Loading events into a data warehouse is almost never a goal in and of itself. The companies that take full advantage of their Snowplow data all have a data modeling step that transforms and aggregates events into a set of derived tables, which are then made available to end users in the business.
For more information on event data modeling:
Most Snowplow users load their data into Redshift and implement their data models in SQL (using either SQL Runner or a BI tool such as Looker). These data models often work like this: each time new data is loaded into Redshift, the derived tables are dropped (or truncated) and rebuilt using all historical data.

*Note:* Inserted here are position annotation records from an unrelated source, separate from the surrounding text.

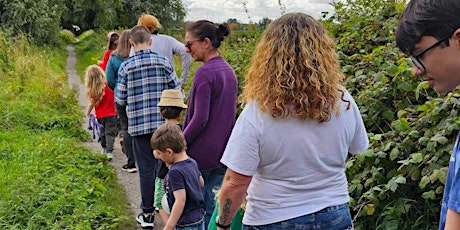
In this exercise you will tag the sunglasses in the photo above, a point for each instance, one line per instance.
(190, 43)
(416, 59)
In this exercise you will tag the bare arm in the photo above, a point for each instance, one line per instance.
(452, 220)
(177, 209)
(232, 194)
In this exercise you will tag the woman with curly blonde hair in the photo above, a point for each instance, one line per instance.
(289, 145)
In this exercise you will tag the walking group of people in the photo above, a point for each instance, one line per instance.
(282, 164)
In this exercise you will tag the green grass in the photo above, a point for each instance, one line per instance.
(89, 49)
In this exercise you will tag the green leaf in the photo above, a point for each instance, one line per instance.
(423, 182)
(401, 125)
(400, 180)
(429, 195)
(370, 209)
(394, 153)
(417, 157)
(440, 139)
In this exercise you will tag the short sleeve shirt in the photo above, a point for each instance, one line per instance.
(297, 166)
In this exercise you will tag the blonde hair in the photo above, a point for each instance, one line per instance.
(95, 83)
(295, 70)
(150, 22)
(123, 46)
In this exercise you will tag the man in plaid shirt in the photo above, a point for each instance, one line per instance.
(141, 79)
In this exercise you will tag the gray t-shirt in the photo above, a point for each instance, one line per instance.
(297, 166)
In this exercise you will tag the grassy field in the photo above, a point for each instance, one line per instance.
(47, 179)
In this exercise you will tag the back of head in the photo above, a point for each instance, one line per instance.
(437, 18)
(168, 136)
(140, 35)
(206, 29)
(171, 104)
(150, 22)
(123, 46)
(295, 70)
(95, 83)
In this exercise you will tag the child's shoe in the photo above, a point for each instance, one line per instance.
(146, 221)
(109, 156)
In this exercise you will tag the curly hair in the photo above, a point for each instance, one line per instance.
(295, 70)
(95, 83)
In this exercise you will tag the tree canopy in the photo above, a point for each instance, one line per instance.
(42, 19)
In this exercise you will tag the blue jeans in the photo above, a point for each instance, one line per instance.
(212, 181)
(198, 226)
(331, 218)
(127, 139)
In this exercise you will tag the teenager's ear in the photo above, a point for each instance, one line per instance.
(131, 42)
(456, 38)
(169, 151)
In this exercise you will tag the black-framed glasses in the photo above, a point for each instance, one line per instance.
(190, 43)
(416, 59)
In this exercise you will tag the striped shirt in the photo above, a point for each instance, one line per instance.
(141, 79)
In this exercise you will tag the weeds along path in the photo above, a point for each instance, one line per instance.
(130, 181)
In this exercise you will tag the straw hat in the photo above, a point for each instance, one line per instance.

This approach has several benefits. For instance, it makes it possible to iterate on the data model without having to update the existing derived tables. However, because the time it takes to build the derived tables goes up with the number of events in Redshift, there will be a point when rebuilding the tables from scratch each time will start to take too long.
One solution is to move the data models out of Redshift and rewrite them to run on Spark instead. We have written about this before and it’s something we will keep exploring. This tutorial instead focuses on improving the performance in Redshift – in particular on how to update a set of derived tables rather than rebuild them from scratch with each run.
1. The example data model
We’ll use a simple SQL data model to illustrate how one would go about updating a derived table rather than rebuilding it with each run. The data model itself is simple, but the queries that make it incremental also work for a more complex data model.

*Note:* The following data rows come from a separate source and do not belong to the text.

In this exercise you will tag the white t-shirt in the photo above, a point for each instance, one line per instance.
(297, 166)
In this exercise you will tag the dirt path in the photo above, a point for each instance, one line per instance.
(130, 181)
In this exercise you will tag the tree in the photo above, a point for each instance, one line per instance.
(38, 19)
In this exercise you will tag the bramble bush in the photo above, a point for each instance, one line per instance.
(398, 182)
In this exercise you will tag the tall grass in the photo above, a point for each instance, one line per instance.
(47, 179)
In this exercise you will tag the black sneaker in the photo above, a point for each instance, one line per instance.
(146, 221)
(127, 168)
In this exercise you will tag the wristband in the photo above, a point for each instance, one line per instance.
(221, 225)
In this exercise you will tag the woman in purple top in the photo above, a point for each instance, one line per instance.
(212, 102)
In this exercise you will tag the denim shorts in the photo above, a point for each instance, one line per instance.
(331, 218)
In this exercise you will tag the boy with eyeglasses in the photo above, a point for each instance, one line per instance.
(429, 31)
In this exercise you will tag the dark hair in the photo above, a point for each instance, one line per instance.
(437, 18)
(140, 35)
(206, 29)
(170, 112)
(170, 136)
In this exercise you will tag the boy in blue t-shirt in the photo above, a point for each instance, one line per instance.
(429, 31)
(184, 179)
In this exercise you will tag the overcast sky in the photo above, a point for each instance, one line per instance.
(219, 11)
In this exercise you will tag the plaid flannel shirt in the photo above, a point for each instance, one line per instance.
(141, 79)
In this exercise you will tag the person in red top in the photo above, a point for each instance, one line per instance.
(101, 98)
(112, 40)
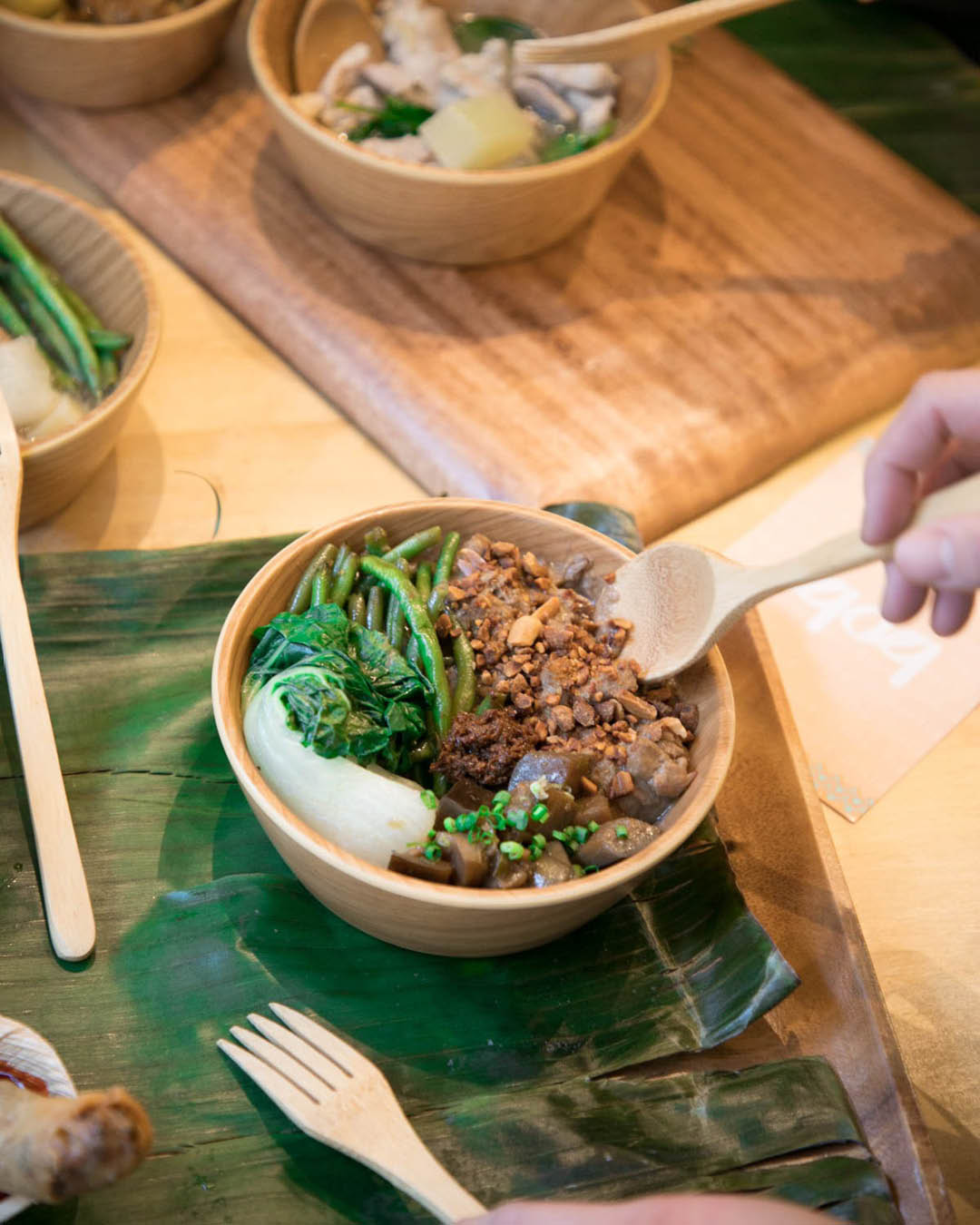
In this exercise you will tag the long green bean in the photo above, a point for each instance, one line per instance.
(402, 590)
(14, 250)
(414, 544)
(11, 318)
(300, 598)
(44, 325)
(395, 626)
(424, 580)
(465, 693)
(321, 585)
(343, 581)
(446, 557)
(377, 610)
(377, 542)
(357, 609)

Let’s create a simple sessions table. Each time the Snowplow pipeline runs, we create a new sessions table using all events in atomic.events
, drop the old table, and rename the new table:
CREATE SCHEMA IF NOT EXISTS derived;
CREATE TABLE derived.sessions_new
DISTKEY(session_id)
SORTKEY(tstamp)
AS (
SELECT
domain_sessionid AS session_id,
MIN(derived_tstamp) AS tstamp
FROM atomic.events
GROUP BY 1
);
DROP TABLE derived.sessions;
ALTER TABLE derived.sessions_new RENAME TO sessions;
In the next section, we’ll make this example model incremental.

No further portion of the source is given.